Holiday Away
Dearest Beloved,
I wish you all the best and love you dearly still. I am sorry for the large gap between this post and last. I meant to write on 12/12/24 because of the numerical significance, but I decided against because I didn't want to make it a weird thing. I would've asked you to make a wish, but I don't think it's appropriate of me to make requests of you. I made mine; we shall see.
I miss you dearly, it's been a rough couple weeks (okay, years is probably more accurate). There's so much I want to talk with you about, so many things I want to share with you, so much I'd like to hear from you about etc. In summation-- at the risk of invoking Mariah Carey-- there is just one thing I want.
The "holidays" are here and it's especially cold literally and figuratively. A time when families come together and make memories around the table and share love and joy. So, an incredibly acute feeling of emptiness has fueled a desire to write to you once again. I just finished Isha prayer, fighting back tears as I realized just how sad it is that I haven't heard your voice, felt your presence, or seen your beauty in several months now. That now, when families traditionally come together in our country, mine feels ripped apart without you.
I'm so sorry for my unwillingness to acknowledge and deal with my depression and shortcomings. I look back at how powerless and weak I felt with you, and I wish there was something I could tell myself so I could've sought help faster. Sometimes I feel like everything had to happen this way because of the way we began our relationship: that we broke and bended rules to be together maybe meant we didn't have a solid foundation to build on. But I don't think that's true. I think I just didn't understand what being in a relationship was, or what being an adult meant. My own internalized misogyny led me to feeling so powerless and weak, like I couldn't protect or provide for you. I saw our relationship as a zero-sum game: that for every thing you gave, I needed to give more. I once expressed fear that you saw our relationship as transactional... of course, in hindsight, I see the projection-- how I was ruthlessly and foolishly trying to account for who gave what and who took what. I read a book a few months ago called "Debt: The First 5,000 Years," and it's really put into perspective how society has dictated these concepts of what is owed and to whom, and helped me move away from selfishness. You were giving because you were loving, sometimes I worry I was giving so I could earn something.

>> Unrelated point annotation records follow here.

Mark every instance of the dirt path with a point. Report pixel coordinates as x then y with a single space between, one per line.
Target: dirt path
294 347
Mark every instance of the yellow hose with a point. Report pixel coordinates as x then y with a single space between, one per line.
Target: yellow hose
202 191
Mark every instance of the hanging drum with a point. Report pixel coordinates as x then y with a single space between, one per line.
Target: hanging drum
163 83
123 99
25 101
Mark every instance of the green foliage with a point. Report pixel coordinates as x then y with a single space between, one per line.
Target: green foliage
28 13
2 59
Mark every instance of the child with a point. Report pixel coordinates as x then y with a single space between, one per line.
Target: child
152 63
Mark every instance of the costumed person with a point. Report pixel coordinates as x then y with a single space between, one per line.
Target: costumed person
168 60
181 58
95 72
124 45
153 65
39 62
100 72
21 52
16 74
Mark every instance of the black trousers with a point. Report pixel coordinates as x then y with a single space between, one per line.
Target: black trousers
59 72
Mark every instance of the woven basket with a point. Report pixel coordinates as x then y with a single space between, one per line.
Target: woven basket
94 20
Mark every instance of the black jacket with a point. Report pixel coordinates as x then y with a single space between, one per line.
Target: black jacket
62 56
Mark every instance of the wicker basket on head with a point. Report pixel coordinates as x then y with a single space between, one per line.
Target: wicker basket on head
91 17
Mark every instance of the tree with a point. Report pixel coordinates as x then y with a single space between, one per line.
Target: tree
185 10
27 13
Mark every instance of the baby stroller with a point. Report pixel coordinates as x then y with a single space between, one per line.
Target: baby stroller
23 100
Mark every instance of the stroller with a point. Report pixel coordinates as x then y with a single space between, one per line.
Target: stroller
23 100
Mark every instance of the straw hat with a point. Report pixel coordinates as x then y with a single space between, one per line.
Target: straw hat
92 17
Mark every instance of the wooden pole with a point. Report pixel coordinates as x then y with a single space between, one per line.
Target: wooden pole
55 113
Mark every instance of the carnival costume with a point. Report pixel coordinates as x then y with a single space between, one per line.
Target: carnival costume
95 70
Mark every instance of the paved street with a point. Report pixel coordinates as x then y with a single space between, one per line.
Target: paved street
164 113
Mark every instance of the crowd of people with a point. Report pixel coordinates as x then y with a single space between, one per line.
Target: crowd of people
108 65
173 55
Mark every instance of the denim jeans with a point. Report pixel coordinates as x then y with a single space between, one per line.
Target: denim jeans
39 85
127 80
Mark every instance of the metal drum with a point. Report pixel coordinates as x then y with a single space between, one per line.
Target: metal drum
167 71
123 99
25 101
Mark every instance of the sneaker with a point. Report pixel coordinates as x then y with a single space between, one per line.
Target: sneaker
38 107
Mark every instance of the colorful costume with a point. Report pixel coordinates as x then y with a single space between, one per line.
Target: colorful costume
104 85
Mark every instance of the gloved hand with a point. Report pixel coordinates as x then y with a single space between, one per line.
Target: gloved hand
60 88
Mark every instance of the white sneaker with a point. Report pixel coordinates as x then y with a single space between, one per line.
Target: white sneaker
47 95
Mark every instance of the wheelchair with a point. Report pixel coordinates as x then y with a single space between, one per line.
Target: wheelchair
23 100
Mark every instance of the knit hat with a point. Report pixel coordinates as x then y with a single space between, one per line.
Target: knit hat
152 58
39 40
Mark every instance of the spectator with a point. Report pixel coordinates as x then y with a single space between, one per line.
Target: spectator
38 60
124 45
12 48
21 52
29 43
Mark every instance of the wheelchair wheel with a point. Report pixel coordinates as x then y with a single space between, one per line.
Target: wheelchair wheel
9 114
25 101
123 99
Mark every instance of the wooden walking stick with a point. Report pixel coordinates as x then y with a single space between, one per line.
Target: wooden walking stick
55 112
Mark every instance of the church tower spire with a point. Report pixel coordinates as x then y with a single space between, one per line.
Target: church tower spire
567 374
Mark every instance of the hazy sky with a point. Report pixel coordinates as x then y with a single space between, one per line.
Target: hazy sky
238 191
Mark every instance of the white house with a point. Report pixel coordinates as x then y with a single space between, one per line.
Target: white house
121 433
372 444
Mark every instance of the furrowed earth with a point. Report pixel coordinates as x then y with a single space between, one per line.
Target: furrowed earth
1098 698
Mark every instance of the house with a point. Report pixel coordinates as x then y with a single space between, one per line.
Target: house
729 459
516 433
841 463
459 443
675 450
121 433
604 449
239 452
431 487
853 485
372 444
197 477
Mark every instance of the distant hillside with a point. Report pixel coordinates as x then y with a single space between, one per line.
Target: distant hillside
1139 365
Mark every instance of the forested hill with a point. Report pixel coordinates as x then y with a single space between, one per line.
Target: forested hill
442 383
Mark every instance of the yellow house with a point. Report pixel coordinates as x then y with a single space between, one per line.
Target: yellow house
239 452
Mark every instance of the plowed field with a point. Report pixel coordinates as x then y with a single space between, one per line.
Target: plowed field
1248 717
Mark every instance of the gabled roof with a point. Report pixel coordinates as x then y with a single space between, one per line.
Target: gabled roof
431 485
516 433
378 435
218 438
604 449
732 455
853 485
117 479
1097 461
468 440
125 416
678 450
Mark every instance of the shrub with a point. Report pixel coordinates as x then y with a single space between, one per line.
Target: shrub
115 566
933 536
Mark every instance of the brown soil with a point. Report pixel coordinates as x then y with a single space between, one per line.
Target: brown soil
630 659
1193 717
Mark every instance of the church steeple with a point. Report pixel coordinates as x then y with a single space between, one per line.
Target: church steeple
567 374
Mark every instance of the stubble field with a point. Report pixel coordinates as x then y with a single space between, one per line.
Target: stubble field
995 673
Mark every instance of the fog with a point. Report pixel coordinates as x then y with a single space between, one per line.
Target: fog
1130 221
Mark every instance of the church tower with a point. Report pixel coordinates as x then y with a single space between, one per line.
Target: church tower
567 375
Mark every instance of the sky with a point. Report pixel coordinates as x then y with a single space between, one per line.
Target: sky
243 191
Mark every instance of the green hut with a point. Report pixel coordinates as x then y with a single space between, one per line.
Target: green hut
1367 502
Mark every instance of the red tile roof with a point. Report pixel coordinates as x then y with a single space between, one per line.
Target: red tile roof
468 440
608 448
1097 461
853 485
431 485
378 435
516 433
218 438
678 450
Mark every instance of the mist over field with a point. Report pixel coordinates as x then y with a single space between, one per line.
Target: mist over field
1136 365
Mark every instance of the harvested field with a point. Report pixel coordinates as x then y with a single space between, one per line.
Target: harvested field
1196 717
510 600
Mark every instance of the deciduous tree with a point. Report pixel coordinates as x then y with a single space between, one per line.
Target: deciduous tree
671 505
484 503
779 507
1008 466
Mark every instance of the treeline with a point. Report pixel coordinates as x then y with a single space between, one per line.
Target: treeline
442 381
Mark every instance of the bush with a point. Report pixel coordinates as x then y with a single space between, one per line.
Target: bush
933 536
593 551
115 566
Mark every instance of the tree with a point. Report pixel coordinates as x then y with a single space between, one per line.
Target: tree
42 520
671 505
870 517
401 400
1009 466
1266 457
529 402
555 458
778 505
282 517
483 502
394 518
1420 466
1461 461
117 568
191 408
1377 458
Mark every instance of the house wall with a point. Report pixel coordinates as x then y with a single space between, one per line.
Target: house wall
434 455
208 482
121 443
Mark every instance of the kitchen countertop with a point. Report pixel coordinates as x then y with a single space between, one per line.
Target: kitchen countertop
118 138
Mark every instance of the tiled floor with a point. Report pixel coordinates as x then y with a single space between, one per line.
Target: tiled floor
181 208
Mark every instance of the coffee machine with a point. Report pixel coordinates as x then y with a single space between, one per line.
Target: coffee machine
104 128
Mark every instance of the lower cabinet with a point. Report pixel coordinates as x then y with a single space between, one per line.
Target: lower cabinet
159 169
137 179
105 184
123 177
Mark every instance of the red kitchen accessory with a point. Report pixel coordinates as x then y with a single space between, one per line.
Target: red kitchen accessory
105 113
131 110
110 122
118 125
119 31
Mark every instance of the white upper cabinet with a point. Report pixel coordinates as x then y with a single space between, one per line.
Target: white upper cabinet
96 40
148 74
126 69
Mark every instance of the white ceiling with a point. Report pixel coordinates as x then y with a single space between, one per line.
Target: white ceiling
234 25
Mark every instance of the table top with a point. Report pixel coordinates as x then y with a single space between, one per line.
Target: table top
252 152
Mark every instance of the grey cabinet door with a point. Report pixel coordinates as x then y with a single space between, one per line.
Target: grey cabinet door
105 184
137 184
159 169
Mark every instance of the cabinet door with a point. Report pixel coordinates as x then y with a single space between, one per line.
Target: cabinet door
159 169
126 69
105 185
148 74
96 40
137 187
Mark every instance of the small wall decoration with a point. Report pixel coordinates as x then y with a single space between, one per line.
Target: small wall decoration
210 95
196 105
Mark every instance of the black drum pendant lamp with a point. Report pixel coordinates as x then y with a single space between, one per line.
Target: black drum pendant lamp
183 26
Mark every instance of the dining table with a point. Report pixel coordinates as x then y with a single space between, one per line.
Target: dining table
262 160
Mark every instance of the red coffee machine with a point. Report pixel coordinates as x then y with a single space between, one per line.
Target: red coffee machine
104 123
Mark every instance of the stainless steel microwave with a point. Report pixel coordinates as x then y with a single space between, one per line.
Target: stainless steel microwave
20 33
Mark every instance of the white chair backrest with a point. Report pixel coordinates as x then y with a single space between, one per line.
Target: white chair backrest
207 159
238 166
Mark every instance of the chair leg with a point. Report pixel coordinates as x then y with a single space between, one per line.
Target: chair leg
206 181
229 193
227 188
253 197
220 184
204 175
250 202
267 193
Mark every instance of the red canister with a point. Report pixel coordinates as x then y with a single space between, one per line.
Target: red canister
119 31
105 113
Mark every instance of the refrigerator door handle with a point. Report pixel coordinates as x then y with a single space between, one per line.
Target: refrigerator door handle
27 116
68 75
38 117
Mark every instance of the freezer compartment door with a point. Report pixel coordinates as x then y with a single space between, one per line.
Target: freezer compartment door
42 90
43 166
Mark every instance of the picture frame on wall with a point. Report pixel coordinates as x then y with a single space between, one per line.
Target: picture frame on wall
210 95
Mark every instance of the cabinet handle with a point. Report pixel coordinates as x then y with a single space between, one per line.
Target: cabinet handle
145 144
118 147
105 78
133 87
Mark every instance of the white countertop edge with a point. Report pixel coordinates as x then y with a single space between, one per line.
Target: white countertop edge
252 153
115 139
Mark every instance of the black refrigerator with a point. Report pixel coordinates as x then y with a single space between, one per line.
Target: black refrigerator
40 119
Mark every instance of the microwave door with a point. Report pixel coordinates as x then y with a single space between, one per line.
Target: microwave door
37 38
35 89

Even on our honeymoon, I was just in constant dread that I couldn't have helped out with it more, that you had to pay for so much on my behalf. I felt like the only thing I could provide for us was pictures. It was the one area in my life where I felt confident, like I was "providing" for both of us or improving our lives. Everything else just felt like I was dragging you down fiscally, emotionally, spiritually, etc. Still to this day I'm endeavoring to save money and take you on a trip somewhere nice, though again I'm not owed your presence or anything of the sort. Maybe, I could just return the mahr and you could have your own trip. I'd love to hear of you travelling somewhere like Italy, France, Japan, Croatia, or maybe even New Zealand. Of the 454 dua I have made for you to have happiness, peace, calm, stability, security, safety, joy, good fortune, good health, prosperity, and wealth; for you to be liked, loved, cherished, cared for, and accepted; and that your faith is strengthened, I hope that some has reached you.
(You can skip this next paragraph) Walking away from depression has been incredibly difficult; I often find myself in a struggle to discern what is a meaningful self-critique or just unrelenting self-hate. Often one changes into the other. I try to frame it as recognizing past mistakes and looking not only at what I do wrong, but about what I could do better. My friend told me "can't change the past, can only learn from it." Less poetically, my therapist said "hindsight is useful, but it is only hindsight." Anyways sorry to bring this up again, but I think about how praying has helped me realize that avoidance is a decision and I can make conscious choices about my own life. When I choose to pray, it is as if I am choosing good things for myself, and that at least at the end of the day, I can feel proud of completing what I always thought of as impossible. With that mindset I've been able to read books, get serious about studying a new language (sidenote: I always wished that we could study a new language together), exercise regularly, and be more present away from my phone.
A couple times you had said that we didn't meet each other at the right time. I think it might be true, but on the other hand I don't know if there ever would have been a right time if I never met you. I don't understand how I could ever have gotten better if I didn't completely hit rock bottom when I lost you. If everything happens for a reason, please Allah let this have been a good one.
I plan on wearing my wedding ring while I'm in the next country. I don't know how I'll talk about it with others, but I don't want to give the impression that I'm available to anyone else, including myself. I'll write again, at least once, before I go.
Always and forever yours,
Zubayr
"And as the sunset came to meet the evening on the hill,
I told you I'd always love you, I always did, I always will."